Purpose. Rat retinal arrestin/S-Antigen (S-Ag) is one of several ocular autoantigens that, upon immunization of a susceptible host, can induce experimental autoimmune uveoretinitis (EAU). We created several eukaryotic cell lines that express high levels of wild type and mutant rat S-Ag. This was done so that S-Ag, using retroviral mediated gene transfer, could be expressed in vivo as an extraocular neo-self antigen in rats for the study of immunological tolerance. Methods. The S-Ag sequence was cloned into the retroviral vector pLXSN and the recombinant plasmid designated pS-Ag. A recombinant retroviral vector containing a mutated S-Ag sequence was made by inverse PCR on pS-Ag. The plasmid containing the mutated S-Ag was designated pS-AgΔ273 and carries a change in the amino acid sequence of the immunodominant epitope 273-289 (STLTKTLVLPLLANNR changed to STLTKRSNNR) to eliminate its immunological activity.
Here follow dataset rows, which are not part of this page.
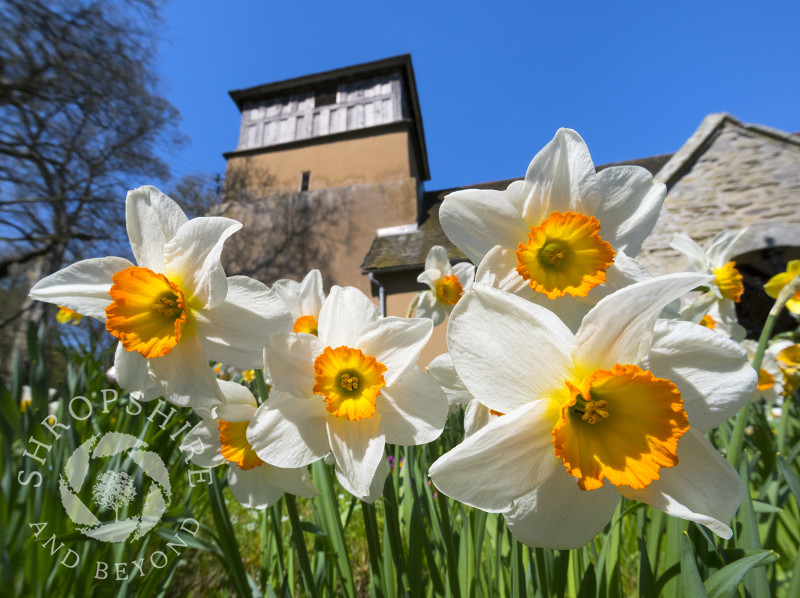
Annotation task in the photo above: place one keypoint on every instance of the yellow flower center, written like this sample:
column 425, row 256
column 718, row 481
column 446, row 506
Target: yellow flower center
column 765, row 380
column 729, row 281
column 67, row 316
column 235, row 448
column 790, row 356
column 147, row 313
column 307, row 324
column 708, row 322
column 564, row 255
column 349, row 380
column 621, row 425
column 449, row 290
The plasmids were transfected into the retroviral packaging cell line GP+E86 and the cells were selected in the antibiotic G418. These cells, designated GP-SAg, package S-Ag into an infectious but replication-deficient retrovirus. This virus was used to create two other cell lines that do not produce virus: 1) An anchorage independent T cell hybridoma line (KZO) was co-cultured with GP-SAg cells to create KZO-SAg cells and 2) NIH3T3 cells were infected with GP-SAg supernatant to create NIH-SAg cells. Rat S-Ag expression was assayed by western blotting. Results. All three cell lines express wild type or mutant rat S-Ag. The level of S-Ag expression could be enhanced by stimulating the cells with PMA and ionomycin. Conclusion. We have created several cells line that express high levels of wild type or mutant S-Ag that can serve as a source of S-Ag for in vitro studies. The quantity and ease of obtaining S-Ag from these cells is much greater than isolation from rat retina or from in vitro translation. The infectious nature of the retrovirus allows synthesis of rat S-Ag in a wide variety of rodent cells.